Markhat is a Finder, a private detective who lives on the slum side of the Brown River. Missus Hog is his nearby neighbor, a fortune-telling witch with a habit of waving dead birds around. Markhat displays my own finely tuned relationship with authority, namely, it’s fun to poke with a stick right up until it pokes back; this time Mama pokes back by dumping an apprentice on him, a great niece straight from the farm. The day Gertriss starts her new job, an eccentric client appears, a noblewoman who runs an artist’s colony on her estate. Someone’s been leaving surveying rods around her estate, and she’s concerned it may be a plot to take her House or her land. Before long, Markhat and Gertriss are headed out to the rural estate, foiling an assassination attempt and experiencing an unlikely supernatural event on the way.
The setting feels roughly similar to Glen Cook‘s Garrett Files, a fantasy world populated with a variety of intelligent species and hinting at a war between the races in the not-too-distant past. Like Garrett, Markhat fought in the war, and his memories often provide insight into his current troubles. As in the best MUFs, Markhat is quick with a quip but thankfully avoids snark in a true crisis. Despite his vast experience, he’s a skeptic, looking for the more human explanation instead of the magical one. While somewhat of a wit, this books allows his compassion and determination to shine, making him more identifiable than ever and certainly easier to connect with than Garrett.

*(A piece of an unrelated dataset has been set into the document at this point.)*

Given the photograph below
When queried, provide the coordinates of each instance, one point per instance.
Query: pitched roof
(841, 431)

There’s an urban feel to the series, a type of Ankh-Morpork where generally earth-rules govern, with a magic system that is present but not ubiquitous. Tuttle explains it in pieces, which works well for those who like to put the puzzle together, but if you like your world-building spelled out (ha-ha), this may prove frustrating. Tuttle focuses more on fantasy people, such as vampires (usually called ‘the halfdead’), ogres and trolls, than the magic system, although in this installment we learn more about sorcerers, sanctioned and otherwise. I don’t know that I’d call any elements unique, but to borrow his art analogies, he is arranging them in a satisfying composition.
Writing is smooth, occasionally providing evocative description but more usually focused on action. In this it reminds me of Jim Butcher‘s Dresden files. Occasionally, the description is very earth-like, but still amuses me:
“And if her crowd was selling their paintings like deep-fried money, that had to be putting a crimp in the coffers of every gallery on the street.”

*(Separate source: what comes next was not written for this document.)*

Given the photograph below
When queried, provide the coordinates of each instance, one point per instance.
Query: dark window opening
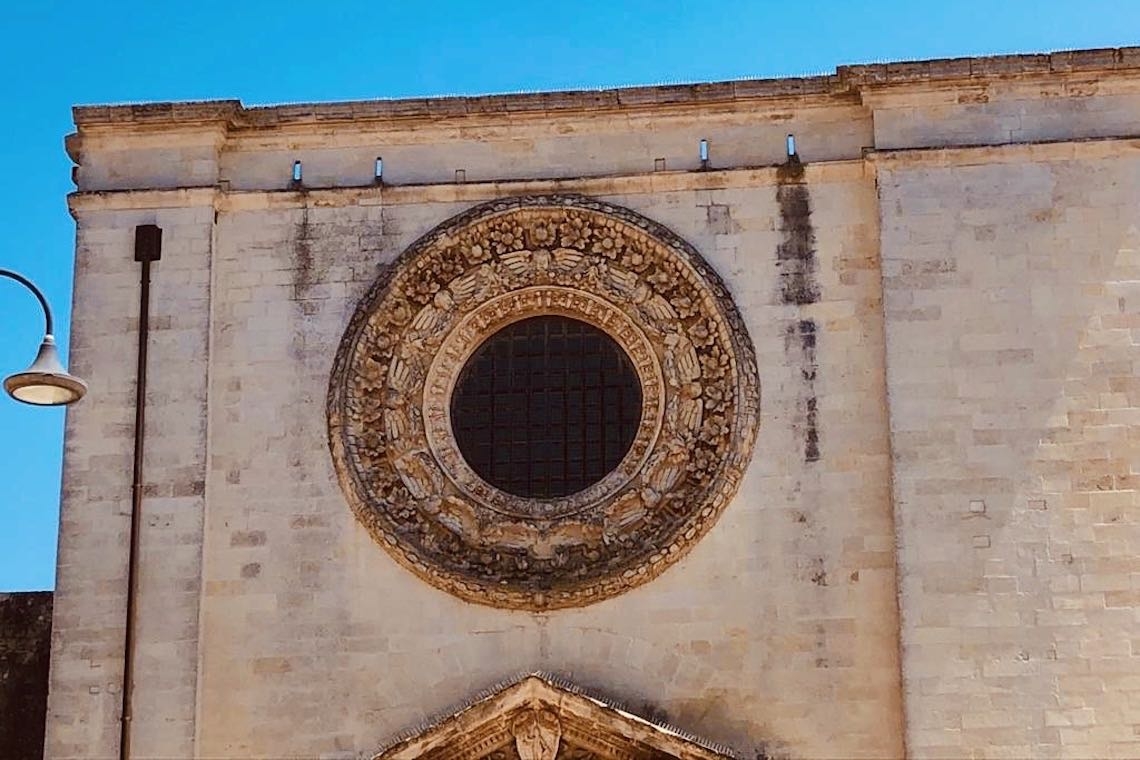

One of the longer Markhart stories, this moved well, striking a nice balance between emotional development, investigation and action in a semi-standard siege setting. Characters were well done, especially the women, which is more rare than one would hope in the modern urban fantasy. Honestly, I’m surprised Tuttle isn’t more widely known given the popularity of the genre. A further note for those that prefer their fantasy non-dark–while Tuttle likes to evoke the occasionally scary scene, he’s essentially an optimistic writer with emotionally satisfying resolutions.
You can find a number of the Markhat shorts cheaply on Kindle, but some have been collected into paperback as well. Now that I’ve got them in e-form, I’ll probably have to hunt a physical copy down for my library. Yes, that good.